Minutes Fed osłabiło dolara
Środowa sesja przyniosła przecenę na polskim rynku stopy procentowej. Presję na wzrosty rentowności widać było zarówno z rynku lokalnego jak i globalnego. W kraju inwestorzy wyraźnie wycofują się z dyskontowania kolejnych obniżek stóp procentowych. Aktualnie kwotowania kontraktów FRA wzrosły w okolice 1,80% (są to najniższe kwotowania dla FRA6x9), co oznacza wycenę jednej obniżki stóp o 25 pb i prawie połowę kolejnego cięcia w tej samej skali.
Większe umiarkowanie zasugerowała publikacja danych z rynku pracy za październik – jak się bowiem okazało płace w sektorze przedsiębiorstw wzrosły o 3,8% r/r wobec oczekiwanych 3,3% (z kolei przyrost zatrudnienia był zgodny z prognozami i wyniósł 0,8% r/r).
Wzrosty rentowności widać było również na rynkach bazowych. Kwotowania 10-letnich Bundów zwiększyły się o 5 pb do 0,85% (w podobnej skali jak Treasuries), wywołując lekką przecenę również na rynku polskich papierów skarbowych. W naszej ocenie była to korekta przed wieczorną publikacją „minutes” Fed.
Publikacja „minutes” z posiedzenia Fed (28-29 października) ograniczyła obawy rynku przed podwyżkami stóp procentowych w USA. Chociaż bank centralny wciąż podtrzymuje perspektywę zaostrzenia polityki pieniężnej, to w treści dokumentu widać dużo obaw przed zbyt szybką zmianą nastawienia.
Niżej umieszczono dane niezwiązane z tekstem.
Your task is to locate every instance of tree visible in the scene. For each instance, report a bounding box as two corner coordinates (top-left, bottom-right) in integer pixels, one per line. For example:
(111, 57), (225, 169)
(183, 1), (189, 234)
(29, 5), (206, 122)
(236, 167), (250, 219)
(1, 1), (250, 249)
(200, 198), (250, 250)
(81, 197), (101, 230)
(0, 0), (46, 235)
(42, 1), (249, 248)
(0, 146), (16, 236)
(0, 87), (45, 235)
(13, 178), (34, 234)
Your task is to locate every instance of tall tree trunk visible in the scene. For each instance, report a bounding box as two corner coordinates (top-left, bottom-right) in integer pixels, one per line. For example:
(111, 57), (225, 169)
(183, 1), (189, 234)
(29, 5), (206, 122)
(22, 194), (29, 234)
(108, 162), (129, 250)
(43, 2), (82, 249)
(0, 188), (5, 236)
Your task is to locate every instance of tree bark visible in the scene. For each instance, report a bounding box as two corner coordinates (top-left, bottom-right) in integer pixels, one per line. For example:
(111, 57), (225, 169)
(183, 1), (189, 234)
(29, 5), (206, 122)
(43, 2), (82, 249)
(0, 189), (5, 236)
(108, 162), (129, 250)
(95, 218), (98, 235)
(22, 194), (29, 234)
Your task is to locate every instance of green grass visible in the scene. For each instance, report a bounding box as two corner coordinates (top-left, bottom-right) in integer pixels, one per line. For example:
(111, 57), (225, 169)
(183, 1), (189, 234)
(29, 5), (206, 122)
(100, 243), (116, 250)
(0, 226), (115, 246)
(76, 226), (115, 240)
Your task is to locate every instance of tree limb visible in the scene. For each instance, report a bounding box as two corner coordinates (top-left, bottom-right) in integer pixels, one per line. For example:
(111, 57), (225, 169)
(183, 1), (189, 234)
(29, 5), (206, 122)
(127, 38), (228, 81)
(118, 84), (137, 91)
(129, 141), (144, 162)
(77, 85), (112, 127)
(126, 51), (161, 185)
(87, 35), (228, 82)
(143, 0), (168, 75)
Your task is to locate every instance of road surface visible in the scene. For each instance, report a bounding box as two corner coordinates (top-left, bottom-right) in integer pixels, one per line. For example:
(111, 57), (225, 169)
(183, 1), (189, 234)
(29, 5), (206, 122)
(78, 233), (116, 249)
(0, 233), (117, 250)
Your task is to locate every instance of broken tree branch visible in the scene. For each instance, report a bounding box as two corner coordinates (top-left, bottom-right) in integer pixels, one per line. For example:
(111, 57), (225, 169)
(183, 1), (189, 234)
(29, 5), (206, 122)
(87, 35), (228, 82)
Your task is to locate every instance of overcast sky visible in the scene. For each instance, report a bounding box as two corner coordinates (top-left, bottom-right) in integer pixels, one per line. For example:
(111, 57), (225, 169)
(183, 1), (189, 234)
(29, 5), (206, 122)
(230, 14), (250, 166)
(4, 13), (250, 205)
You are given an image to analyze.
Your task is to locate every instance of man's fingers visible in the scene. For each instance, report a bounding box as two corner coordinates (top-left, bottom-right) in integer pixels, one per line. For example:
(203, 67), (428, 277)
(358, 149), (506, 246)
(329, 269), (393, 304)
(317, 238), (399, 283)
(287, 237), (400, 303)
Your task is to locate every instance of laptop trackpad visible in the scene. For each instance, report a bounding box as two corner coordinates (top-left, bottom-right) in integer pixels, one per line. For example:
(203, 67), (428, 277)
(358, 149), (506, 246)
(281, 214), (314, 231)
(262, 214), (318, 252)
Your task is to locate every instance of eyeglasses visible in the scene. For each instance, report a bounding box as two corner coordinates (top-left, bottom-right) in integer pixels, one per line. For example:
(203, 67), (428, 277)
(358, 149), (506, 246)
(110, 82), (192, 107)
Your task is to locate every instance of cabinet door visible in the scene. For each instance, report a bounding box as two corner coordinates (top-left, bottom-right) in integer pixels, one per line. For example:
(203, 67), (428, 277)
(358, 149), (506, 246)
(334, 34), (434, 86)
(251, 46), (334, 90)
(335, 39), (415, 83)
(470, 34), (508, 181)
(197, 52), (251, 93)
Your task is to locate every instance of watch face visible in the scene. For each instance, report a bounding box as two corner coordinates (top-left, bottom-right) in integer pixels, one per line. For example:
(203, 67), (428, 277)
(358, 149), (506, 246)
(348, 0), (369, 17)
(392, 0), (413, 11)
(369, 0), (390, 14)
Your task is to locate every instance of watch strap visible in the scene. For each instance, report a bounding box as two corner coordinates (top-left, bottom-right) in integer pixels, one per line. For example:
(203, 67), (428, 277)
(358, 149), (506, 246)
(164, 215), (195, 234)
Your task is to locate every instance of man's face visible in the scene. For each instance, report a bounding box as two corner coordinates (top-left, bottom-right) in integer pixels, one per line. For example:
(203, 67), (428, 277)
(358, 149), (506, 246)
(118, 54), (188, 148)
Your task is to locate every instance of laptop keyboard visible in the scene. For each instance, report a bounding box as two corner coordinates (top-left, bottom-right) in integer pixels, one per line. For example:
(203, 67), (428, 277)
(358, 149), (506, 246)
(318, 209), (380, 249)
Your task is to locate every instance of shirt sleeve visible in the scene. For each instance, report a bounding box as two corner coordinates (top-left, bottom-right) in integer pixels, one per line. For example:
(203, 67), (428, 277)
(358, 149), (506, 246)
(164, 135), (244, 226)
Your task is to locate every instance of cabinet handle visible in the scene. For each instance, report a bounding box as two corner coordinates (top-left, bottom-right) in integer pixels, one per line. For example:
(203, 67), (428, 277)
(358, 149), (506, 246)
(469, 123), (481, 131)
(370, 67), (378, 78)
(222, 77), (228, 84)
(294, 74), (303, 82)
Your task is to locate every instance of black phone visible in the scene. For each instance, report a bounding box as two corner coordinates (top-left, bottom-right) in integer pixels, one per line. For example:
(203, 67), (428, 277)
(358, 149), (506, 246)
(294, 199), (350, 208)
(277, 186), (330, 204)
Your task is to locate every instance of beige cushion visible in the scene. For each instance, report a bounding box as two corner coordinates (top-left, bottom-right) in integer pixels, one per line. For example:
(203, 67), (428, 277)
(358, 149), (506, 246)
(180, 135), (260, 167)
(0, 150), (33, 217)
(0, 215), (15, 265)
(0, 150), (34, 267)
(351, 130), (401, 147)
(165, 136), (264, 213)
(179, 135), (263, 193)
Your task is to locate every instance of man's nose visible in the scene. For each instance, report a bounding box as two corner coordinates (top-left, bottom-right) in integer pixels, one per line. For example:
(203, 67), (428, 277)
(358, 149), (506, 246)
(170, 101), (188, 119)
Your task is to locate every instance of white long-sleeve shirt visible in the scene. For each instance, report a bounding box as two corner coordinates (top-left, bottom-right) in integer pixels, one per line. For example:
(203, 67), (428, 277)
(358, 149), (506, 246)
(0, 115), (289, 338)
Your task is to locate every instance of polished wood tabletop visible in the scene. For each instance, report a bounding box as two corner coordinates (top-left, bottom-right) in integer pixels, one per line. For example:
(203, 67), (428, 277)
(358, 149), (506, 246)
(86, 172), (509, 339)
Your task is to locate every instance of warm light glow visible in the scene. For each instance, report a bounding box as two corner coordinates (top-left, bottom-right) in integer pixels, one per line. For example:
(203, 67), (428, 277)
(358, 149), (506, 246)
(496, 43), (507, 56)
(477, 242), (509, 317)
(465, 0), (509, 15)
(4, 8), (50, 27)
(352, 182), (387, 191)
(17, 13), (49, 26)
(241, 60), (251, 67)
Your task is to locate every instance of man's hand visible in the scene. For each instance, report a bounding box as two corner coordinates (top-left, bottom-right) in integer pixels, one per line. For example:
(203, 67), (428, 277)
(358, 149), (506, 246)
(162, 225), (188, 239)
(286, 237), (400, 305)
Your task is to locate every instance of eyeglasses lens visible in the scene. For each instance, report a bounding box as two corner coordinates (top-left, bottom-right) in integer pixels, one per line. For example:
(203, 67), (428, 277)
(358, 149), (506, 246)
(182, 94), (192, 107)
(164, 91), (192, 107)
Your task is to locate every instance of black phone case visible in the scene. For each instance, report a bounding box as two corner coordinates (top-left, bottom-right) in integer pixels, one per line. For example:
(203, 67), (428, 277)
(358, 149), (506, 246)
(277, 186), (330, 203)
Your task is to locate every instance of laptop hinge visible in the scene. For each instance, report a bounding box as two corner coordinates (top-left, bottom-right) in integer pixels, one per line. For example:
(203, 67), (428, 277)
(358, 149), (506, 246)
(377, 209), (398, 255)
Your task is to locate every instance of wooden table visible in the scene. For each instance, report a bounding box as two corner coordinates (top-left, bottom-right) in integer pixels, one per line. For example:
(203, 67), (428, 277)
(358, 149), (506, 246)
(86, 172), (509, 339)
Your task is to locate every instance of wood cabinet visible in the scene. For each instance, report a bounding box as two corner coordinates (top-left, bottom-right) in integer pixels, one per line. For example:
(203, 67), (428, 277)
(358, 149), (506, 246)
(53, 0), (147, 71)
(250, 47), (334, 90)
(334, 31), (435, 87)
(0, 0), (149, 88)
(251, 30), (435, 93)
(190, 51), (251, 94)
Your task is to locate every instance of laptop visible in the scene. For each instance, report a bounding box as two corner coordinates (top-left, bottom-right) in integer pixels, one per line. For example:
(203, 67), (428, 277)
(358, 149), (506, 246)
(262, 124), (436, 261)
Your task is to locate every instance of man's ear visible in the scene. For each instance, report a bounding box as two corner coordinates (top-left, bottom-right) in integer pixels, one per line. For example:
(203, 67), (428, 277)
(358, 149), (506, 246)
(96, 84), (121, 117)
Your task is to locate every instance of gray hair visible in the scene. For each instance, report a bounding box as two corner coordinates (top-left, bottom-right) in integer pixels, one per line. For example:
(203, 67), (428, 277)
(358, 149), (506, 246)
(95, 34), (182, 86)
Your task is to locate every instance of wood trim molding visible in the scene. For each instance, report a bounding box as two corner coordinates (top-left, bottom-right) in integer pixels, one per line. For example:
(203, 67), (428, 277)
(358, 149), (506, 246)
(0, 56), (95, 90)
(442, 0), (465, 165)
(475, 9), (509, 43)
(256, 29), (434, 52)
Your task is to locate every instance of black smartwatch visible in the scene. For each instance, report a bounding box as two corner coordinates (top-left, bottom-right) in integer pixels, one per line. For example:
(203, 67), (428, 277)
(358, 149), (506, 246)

Część członków FOMC chciała wręcz wskazać czynniki ryzyka w komunikacie po październikowym posiedzeniu, niemniej o nieumieszczaniu takiej wzmianki zadecydowała obawa, że rynek odbierze ją jako zbyt pesymistyczną ocenę sytuacji makroekonomicznej kraju. Niepewność identyfikowana była z czynnikami krajowymi, bardziej pesymistyczną oceną trendów globalnych (Chiny, Japonia i strefa euro) i aprecjacją dolara. FOMC dostrzegał również ryzyko spadku ścieżki inflacyjnej, szczególnie w krótkim okresie. Po publikacji protokołu spadły rentowości Treasuries, co sugeruje również umocnienie rynku w Polsce na początku czwartkowej sesji. W naszej ocenie publikacja stenogramów będzie miała pozytywny wpływ na notowania na dłuższym końcu krzywej dochodowości w najbliższych tygodniach, tym bardziej przed grudniowym posiedzeniem EBC.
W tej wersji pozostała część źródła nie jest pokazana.